The moment his toes touched ground he ran leaping for his father’s lodge.
The old she-dog was the first to quit howling. In a moment, the other do
gs fell out after her, one by one. The raucous concert gradually died away. A strange unearthly silence followed.
6
The next morning when No Name saw Leaf and her mother heading down the valley with baskets on their arms, he painted two red circles around his eyes and stole after them. The two women followed the path by the River of the Double Bend. The path curved north away from Falling Water, went through a thicket of red willows, climbed a bench of grassy land, and descended into a narrow ravine coming down out of the north bluffs. The ravine was the place where many fat rosebuds grew.

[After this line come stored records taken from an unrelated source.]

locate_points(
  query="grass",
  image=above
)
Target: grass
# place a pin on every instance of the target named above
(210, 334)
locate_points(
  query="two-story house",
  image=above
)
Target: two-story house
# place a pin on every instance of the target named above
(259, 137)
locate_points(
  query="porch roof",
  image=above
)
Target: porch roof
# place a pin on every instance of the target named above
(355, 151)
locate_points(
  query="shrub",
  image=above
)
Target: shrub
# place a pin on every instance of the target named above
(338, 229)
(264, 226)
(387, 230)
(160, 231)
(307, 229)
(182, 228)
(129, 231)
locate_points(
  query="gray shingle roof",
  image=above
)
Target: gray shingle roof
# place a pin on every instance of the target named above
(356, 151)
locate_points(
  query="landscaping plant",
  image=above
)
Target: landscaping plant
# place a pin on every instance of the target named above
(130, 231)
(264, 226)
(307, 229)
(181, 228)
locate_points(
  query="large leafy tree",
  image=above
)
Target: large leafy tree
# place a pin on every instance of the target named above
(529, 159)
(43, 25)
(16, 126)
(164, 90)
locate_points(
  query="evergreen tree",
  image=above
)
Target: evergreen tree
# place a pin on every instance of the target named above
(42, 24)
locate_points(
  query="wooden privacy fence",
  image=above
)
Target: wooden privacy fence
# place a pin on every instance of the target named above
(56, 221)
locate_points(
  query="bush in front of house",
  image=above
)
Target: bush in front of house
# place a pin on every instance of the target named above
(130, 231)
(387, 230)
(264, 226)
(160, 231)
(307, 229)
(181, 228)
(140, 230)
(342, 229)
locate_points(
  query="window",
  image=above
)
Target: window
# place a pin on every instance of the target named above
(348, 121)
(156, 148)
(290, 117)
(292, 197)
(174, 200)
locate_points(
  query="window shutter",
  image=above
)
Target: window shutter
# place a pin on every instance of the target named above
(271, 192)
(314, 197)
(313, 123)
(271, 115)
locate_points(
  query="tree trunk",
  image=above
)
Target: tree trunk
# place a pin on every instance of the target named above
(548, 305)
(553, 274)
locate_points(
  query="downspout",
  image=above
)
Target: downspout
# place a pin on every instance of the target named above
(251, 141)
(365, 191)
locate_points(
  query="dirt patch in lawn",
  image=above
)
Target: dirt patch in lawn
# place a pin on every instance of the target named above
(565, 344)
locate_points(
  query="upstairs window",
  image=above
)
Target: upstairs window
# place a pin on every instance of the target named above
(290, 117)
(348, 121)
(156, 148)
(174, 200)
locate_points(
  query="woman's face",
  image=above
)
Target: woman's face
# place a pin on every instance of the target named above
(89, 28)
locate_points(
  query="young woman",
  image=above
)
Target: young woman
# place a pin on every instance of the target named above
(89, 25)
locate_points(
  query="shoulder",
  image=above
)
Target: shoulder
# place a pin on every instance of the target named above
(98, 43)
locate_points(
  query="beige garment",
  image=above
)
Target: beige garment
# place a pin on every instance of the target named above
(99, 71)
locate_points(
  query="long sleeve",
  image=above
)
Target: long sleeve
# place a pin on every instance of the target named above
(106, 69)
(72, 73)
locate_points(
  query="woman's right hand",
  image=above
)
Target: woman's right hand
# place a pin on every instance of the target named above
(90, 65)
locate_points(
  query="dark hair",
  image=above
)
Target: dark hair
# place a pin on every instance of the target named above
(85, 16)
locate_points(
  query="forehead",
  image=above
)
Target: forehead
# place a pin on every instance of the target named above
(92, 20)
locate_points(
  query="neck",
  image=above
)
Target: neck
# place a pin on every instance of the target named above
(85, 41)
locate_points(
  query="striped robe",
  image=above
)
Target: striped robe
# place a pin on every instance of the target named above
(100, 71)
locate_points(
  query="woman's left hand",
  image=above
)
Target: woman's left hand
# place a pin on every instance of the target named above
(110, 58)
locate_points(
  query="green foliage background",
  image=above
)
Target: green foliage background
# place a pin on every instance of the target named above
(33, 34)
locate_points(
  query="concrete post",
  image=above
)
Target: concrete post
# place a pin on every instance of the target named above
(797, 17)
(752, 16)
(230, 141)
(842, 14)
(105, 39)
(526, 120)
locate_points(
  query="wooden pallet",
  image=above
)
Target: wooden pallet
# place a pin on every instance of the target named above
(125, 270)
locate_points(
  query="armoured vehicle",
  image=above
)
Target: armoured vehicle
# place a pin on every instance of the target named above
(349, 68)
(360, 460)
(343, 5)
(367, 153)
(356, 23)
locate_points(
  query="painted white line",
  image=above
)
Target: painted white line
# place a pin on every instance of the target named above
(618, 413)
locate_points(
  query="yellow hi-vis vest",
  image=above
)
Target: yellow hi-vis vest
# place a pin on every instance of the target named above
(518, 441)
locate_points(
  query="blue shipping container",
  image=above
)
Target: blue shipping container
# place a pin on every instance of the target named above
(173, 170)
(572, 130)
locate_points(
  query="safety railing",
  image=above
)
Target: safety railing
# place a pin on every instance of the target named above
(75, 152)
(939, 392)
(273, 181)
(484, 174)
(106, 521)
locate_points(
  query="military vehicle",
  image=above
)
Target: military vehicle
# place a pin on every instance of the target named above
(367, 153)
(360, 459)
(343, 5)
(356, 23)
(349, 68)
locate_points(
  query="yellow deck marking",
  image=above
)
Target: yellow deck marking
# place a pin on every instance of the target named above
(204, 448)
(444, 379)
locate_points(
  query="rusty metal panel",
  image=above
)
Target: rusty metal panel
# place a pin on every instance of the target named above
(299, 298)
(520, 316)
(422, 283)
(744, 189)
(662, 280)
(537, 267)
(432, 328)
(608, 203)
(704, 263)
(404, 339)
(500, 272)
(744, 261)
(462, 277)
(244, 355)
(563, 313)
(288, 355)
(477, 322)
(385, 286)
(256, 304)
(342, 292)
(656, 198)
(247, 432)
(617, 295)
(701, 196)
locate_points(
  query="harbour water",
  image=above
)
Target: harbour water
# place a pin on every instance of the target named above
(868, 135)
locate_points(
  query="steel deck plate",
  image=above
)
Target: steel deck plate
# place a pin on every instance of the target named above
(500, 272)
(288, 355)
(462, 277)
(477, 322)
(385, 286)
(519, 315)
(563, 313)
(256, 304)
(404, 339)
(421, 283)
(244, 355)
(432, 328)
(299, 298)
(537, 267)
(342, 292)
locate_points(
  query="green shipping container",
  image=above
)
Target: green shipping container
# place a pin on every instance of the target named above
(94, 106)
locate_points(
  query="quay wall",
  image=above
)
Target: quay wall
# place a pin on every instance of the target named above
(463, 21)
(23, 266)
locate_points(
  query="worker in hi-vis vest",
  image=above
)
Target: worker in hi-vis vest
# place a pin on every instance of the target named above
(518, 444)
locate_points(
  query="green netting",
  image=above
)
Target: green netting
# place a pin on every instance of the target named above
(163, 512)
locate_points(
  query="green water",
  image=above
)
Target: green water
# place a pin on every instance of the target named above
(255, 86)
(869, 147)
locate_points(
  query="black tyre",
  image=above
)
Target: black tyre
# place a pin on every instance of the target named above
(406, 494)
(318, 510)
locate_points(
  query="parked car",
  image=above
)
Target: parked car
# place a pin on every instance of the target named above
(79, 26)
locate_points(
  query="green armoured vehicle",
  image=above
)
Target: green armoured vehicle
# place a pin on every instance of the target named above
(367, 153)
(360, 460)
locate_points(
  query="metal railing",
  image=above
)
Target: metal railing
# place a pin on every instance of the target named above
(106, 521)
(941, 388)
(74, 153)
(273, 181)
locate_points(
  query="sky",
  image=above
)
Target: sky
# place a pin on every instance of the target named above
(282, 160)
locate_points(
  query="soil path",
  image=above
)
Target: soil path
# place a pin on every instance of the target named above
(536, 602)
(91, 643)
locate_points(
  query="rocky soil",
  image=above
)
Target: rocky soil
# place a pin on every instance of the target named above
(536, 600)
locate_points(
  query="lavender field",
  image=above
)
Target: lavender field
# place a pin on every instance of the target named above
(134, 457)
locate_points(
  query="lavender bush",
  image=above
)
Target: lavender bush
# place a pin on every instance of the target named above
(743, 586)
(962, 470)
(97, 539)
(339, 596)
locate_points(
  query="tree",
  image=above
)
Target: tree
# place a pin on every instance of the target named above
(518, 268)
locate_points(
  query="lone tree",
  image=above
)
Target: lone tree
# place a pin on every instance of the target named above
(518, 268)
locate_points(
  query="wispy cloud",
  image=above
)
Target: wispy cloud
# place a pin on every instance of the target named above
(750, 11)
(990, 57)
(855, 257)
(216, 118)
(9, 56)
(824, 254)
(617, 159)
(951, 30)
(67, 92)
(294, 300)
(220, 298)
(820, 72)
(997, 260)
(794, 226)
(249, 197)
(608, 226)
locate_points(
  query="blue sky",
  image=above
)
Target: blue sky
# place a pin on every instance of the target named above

No Name followed them into the tangled bushes. The two women sometimes had to creep on hands and knees to get through, going down tiny narrow paths made by grouse and gophers. Full Kettle glanced back several times, but on each occasion No Name managed to duck out of sight in time, once in a washout and another behind a red stone.
The two women picked along, talking. Every now and then their talk erupted into laughter. No Name knew what they were laughing about. And he understood why Full Kettle might make merry about his undignified flight up the tree in the dark cold night, but not Leaf.
He stole after them, eyes glittering.
The sun rose slowly.
He heard Leaf exclaim about something. Carefully he parted the tangled brush, pushing until the furzy pricks stung him through the buckskin shirt.
Leaf was holding up a turtle by its stub tail. It was about the size of a man’s full hand. The turtle’s knob head kept poking around while its feet clawed air.
“It will make good soup,” Full Kettle said. “Owl Above will like it.”
Leaf laughed at its antics.
“Why do you laugh, my daughter?”
“It reminds one of how men are, my mother.”
Full Kettle looked down at the turtle a moment, then laughed too, her face wrinkling on either side of her pocked nose. “My daughter knows too many things for a maiden.”
Leaf gave her mother a wise look. “Thy daughter was given eyes to see with, my mother.”